The Utility of Perkins Loans

While President Obama's proposal to end subsidies to private student loan companies may have been his boldest financial aid move in the budget, his proposal to expand the Perkins Loan program was the most surprising. Starting with Eisenhower, presidents have been trying to cut the Perkins Loan program and, given Obama's big moves on Stafford Loans and Pell Grants, I would have expected Perkins Loans to be on the chopping block in the 2010 budget.

Instead, the President is proposing to fix some longstanding inequities in the program, expand it, and use it as leverage to get colleges and universities to do other things he wants, like keep tuition increases low and give out more need-based financial aid.
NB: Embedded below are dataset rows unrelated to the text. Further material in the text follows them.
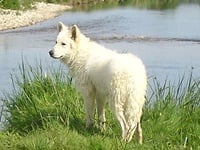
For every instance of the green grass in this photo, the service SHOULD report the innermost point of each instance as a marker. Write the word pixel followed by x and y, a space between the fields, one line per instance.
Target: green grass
pixel 46 112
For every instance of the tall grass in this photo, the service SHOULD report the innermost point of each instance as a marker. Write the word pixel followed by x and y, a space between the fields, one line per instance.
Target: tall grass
pixel 46 112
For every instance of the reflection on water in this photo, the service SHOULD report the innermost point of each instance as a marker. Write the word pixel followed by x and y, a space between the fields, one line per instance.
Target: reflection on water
pixel 168 41
pixel 88 5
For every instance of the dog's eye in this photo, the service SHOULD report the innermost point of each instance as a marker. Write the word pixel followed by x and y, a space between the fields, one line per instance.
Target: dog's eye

Perkins loans are unusual because colleges originate and service the loans using a revolving loan pool funded by the government -- colleges also get substantial discretion in deciding which "exceptionally needy" students get the loans. This discretion, combined with a distribution formula that results in wealthier, more expensive colleges getting more funds, make it a popular program among private colleges and universities.

Perhaps the President decided that, rather than fighting the higher ed establishment over cutting the program, he would use its popularity with some of the oldest and most influential campuses to leverage bigger changes in higher education. Not a bad trade-off, especially since the $1.1 billion Perkins Loan program is small relative to the $40+ billion Stafford Loan Program, but ultimately Perkins Loans are duplicative and don't help to simplify the complicated tangle of financial aid programs. And with other proposed changes in the budget, they won't even be the best loan deal for students anymore.

Used as an additional source of loan funds for the neediest students, Perkins loans have generally had the most generous terms of the three federal loan programs - the lowest interest rate at 5%, subsidized interest during school, and flexibility during repayment. But President Obama is proposing to eliminate the in-school interest rate subsidies and the Stafford Subsidized loan program will have a lower interest rate by the 2010 school year (4.5%) thanks to the Democrats' 2008 legislation cutting interest rates in half.

There are better ways to increase aid for low-income students than expanding the Perkins Loan program, including raising limits on the Subsidized Student loan program (now that it has a super-low interest rate) or using funds from cutting the Perkins Loan program to further increase Pell grants. The utility of expanding the Perkins Loan program isn't to provide more aid to students (there are better and easier ways to do that), the utility of the program is that it provides a point of leverage for the federal government among staunchly independent private (and public) colleges.